Saturday, August 02, 2008

hokkaido summer trip day 1

Its 5:00 a.m. in the morning and I’m riding my bike. I stopped at the Lawson konbini to buy a bottle of energy drink and a shake (salmon) onigiri for breakfast, before reaching to the university’s main gate. The bus that is going to take us to the Akita Marine Port is already waiting.

This is a trip for foreign students, conducted by the university. We were only required to pay 20000yen, the remaining 26000yen is taken from the university's international activities fund. That covers everything from the ferry fares, bus rental, food, entrance fees to various places etc. Pretty good deal to me.
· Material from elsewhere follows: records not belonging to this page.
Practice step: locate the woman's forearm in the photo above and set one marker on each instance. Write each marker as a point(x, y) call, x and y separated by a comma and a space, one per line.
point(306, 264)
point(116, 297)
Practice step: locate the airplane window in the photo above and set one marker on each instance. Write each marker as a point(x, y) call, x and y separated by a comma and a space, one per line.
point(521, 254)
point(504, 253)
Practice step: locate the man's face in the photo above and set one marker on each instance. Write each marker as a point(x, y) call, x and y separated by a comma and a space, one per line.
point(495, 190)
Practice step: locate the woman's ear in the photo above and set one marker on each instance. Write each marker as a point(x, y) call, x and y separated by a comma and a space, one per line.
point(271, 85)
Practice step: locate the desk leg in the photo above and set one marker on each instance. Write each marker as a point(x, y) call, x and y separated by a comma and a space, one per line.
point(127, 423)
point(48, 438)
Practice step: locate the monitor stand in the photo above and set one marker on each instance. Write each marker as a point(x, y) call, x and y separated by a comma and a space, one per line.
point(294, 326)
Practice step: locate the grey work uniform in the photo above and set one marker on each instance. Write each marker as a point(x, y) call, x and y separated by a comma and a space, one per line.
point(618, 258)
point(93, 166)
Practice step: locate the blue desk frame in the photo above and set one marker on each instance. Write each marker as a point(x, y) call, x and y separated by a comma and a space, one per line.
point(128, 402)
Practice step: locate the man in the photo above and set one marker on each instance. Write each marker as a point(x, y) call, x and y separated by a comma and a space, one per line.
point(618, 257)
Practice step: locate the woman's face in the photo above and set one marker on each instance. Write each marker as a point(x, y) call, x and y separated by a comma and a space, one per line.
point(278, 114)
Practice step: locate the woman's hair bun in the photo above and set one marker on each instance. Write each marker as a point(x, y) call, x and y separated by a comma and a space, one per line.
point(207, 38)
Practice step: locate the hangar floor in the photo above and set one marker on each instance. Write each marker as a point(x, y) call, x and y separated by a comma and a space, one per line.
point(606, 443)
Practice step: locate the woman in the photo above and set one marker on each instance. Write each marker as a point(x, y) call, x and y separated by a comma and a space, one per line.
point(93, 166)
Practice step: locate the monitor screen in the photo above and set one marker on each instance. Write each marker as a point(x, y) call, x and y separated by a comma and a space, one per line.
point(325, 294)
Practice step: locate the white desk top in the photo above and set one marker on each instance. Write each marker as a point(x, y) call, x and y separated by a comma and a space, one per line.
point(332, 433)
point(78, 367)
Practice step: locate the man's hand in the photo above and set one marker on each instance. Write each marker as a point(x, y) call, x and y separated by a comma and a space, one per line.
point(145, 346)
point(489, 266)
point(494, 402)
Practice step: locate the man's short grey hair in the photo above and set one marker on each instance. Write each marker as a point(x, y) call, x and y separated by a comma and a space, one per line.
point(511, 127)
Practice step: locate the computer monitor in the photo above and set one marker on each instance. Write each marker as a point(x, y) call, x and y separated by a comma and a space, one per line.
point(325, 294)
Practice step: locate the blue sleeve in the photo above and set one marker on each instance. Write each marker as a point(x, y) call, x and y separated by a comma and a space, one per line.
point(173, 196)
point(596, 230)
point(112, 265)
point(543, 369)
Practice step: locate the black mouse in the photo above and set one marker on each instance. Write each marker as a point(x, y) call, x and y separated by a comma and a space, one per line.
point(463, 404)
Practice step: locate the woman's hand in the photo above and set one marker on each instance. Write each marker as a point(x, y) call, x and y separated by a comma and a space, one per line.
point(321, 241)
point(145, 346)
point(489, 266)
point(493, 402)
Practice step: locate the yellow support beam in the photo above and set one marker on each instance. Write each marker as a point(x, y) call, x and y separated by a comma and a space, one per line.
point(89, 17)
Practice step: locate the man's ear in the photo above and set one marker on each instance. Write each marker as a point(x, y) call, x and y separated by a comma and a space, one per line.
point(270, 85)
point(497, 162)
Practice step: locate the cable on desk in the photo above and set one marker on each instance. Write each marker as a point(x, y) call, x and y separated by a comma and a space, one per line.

*10 Korea, 19 China (1 Hong Kong, 3 Taiwan), 1 Myanmar, 1 South Africa, 1 Mongolia, 1 Malaysia*

I’m quite nervous for this trip. For some inconvenient reasons, I’m the only Malaysian (and Muslim) on the trip, and I’m afraid that I would be alone because everybody else came with their group of friends. I knew some of the Korean and Chinese students, but they’re sure are going to be with their own countrymen; just like Malaysians, the Koreans and Chinese stick with their own.

I was all alone, and the seat next to me was empty. Everyone has their own seat partner except me. The also lonely South African and Burmese student  (I knew them just well enough) was sitting together, so I’m all alone.

Then there comes the (also alone) Mongolian to save the day. I knew it from her swaying eyes, that she was just like me, alone and didn’t really knew anyone on the bus. So I asked her to sit next to me. Her face lit up.

We left Akita by ferry at 6:00 am.

It was a very big ferry; complete with a restaurant, game room, hot bath, jacuzzi, mini-theatre etc. Right after boarding, I immediately took several pictures before I got sea-sick and spend the rest of the time on the ferry sleeping.

We arrived at the Tomakomai Port at 05:30 pm and then went straight to the Sapporo Beer Park to have our dinner. It was such a nice place and the food was ok. Everybody had Jingisukan (a Mongolian mutton barbeque) while I’m the only one having a seafood version of the popular dish. It was not so bad, as long as it’s halal and I don’t have to pay extra, I’m good.

On the way back to the bus, I took some pictures and then bought the creamiest of all soft ice-cream that I have ever tasted; it was so rich with the thickness of milk and vanilla, I don’t know how to describe how good it was.

We arrived at the Susukino Green Hotel in Sapporo at 08:40 pm and were given each a single room, which is quite awesome.

The night was still young, so I went out with the Mongolian girl for a quick night-trip around Sapporo City. The city felt like Tokyo, except the roads are wider and the buildings are lined up a lot nicer. The air was better too.


Then we found ourselves walking through this street full of street performers. One performer caught out attention: a four-person troupe of dancers wearing yukata and matching black fedora hats, with garbage picker as their samurai swords.

Before we went back to our hotel room, we decided to take a break at a coffee shop. I ordered the very sweet almond caramel latte. I don’t know how it went down, but somehow our conversation turns into a deep history lesson about why the Mongolians hate the Chinese. It’s really weird and hard to understand racial hatred, but it is the truth.

I took a nice, warm bath before going to bed. At first, I thought about watching the paid channels, but after coming to my senses that people nowadays watch these stuff for free, I performed my solat jamak and went to bed.